L’opinione comune e il dibattito pubblico imputano spesso agli studi classici un anacronismo che li renderebbe inutili e, se si guarda all’inquietante e incalzante fenomeno della cancel culture, persino dannosi. Le principali obiezioni sono sollevate da chi si ostina a trovare un risvolto pratico nello studio del latino e del greco, riducendoli a meri esercizi logici, e chi, invece, ne difende il prestigio imbracciando la bandiera della cosiddetta civiltà occidentale da difendere e preservare. Reagire allo svilimento e alla strumentalizzazione dei quali sono preda le lingue classiche non è cosa facile, ma è necessaria sia per frustrare l’ossessione utilitaristica che classifica ogni aspetto delle nostre vite in base al profitto materiale che se ne può trarre, sia per scongiurare che esse vengano pericolosamente arruolate nelle battaglie identitarie e nazionaliste. Il presupposto imprescindibile è pensare al latino e al greco come lingue che, in quanto tali, hanno raccontato e continuano a raccontarci due culture lontane dalla nostra; due culture che, però, fra analogie e differenze, possono comunicare con i contemporanei nel segno dell’alterità.

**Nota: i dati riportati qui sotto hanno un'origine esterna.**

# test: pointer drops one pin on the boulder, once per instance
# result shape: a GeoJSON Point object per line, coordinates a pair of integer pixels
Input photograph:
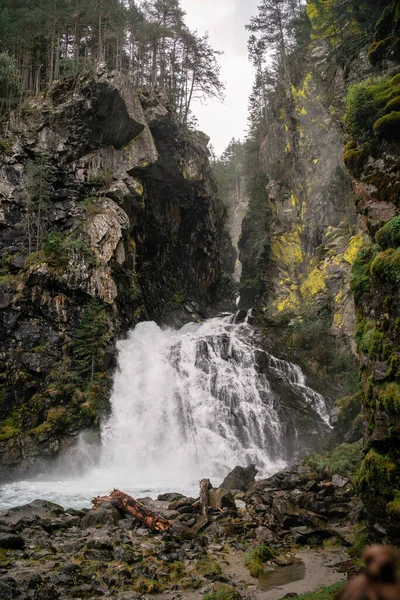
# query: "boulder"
{"type": "Point", "coordinates": [339, 481]}
{"type": "Point", "coordinates": [11, 541]}
{"type": "Point", "coordinates": [220, 498]}
{"type": "Point", "coordinates": [101, 516]}
{"type": "Point", "coordinates": [240, 478]}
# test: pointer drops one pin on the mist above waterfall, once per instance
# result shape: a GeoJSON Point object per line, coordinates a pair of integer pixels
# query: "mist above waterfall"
{"type": "Point", "coordinates": [189, 404]}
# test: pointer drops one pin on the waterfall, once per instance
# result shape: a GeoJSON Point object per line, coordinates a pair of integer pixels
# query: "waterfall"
{"type": "Point", "coordinates": [193, 403]}
{"type": "Point", "coordinates": [189, 404]}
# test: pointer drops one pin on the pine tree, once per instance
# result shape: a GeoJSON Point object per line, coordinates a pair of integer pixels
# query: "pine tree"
{"type": "Point", "coordinates": [90, 340]}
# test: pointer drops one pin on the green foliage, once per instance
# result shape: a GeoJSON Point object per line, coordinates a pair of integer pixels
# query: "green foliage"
{"type": "Point", "coordinates": [389, 235]}
{"type": "Point", "coordinates": [393, 508]}
{"type": "Point", "coordinates": [208, 567]}
{"type": "Point", "coordinates": [360, 277]}
{"type": "Point", "coordinates": [354, 159]}
{"type": "Point", "coordinates": [89, 342]}
{"type": "Point", "coordinates": [343, 460]}
{"type": "Point", "coordinates": [9, 84]}
{"type": "Point", "coordinates": [256, 558]}
{"type": "Point", "coordinates": [8, 429]}
{"type": "Point", "coordinates": [360, 113]}
{"type": "Point", "coordinates": [386, 266]}
{"type": "Point", "coordinates": [388, 126]}
{"type": "Point", "coordinates": [329, 593]}
{"type": "Point", "coordinates": [101, 178]}
{"type": "Point", "coordinates": [389, 397]}
{"type": "Point", "coordinates": [309, 335]}
{"type": "Point", "coordinates": [378, 476]}
{"type": "Point", "coordinates": [361, 540]}
{"type": "Point", "coordinates": [386, 44]}
{"type": "Point", "coordinates": [223, 592]}
{"type": "Point", "coordinates": [59, 249]}
{"type": "Point", "coordinates": [366, 106]}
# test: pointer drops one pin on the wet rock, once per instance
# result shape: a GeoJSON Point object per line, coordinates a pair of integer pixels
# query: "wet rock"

È quanto dimostra ancora una volta Maurizio Bettini nel suo ultimo lavoro, Per un punto Orfeo perse la cappa. Dieci lezioni di antropologia del mondo antico (Il Mulino, 2024). Il saggio si articola in due sezioni, dedicate rispettivamente alla Grecia e a Roma, ciascuna delle quali è costituita da cinque lezioni, scaturite da una domanda che un determinato aspetto della cultura antica ci pone, e alla cultura antica fa ritorno per fornire una risposta. È in questo movimento circolare e interno che si fonda programmaticamente la ricerca dello studioso: per comprendere il senso delle testimonianze antiche senza incappare in errori di prospettiva, è necessario avvicinare il nostro sguardo a quello dei Greci e dei Romani; in altre parole, bisogna tentare di assumere le categorie culturali e mentali vicine all’esperienza di questi popoli, evitando, per quanto possibile, di applicare le nostre. Imparare a prendere le distanze non soltanto ci consente di mettere a fuoco ciò che non conosciamo, ma anche di compararlo criticamente con ciò che ci è già noto e a cui siamo abituati.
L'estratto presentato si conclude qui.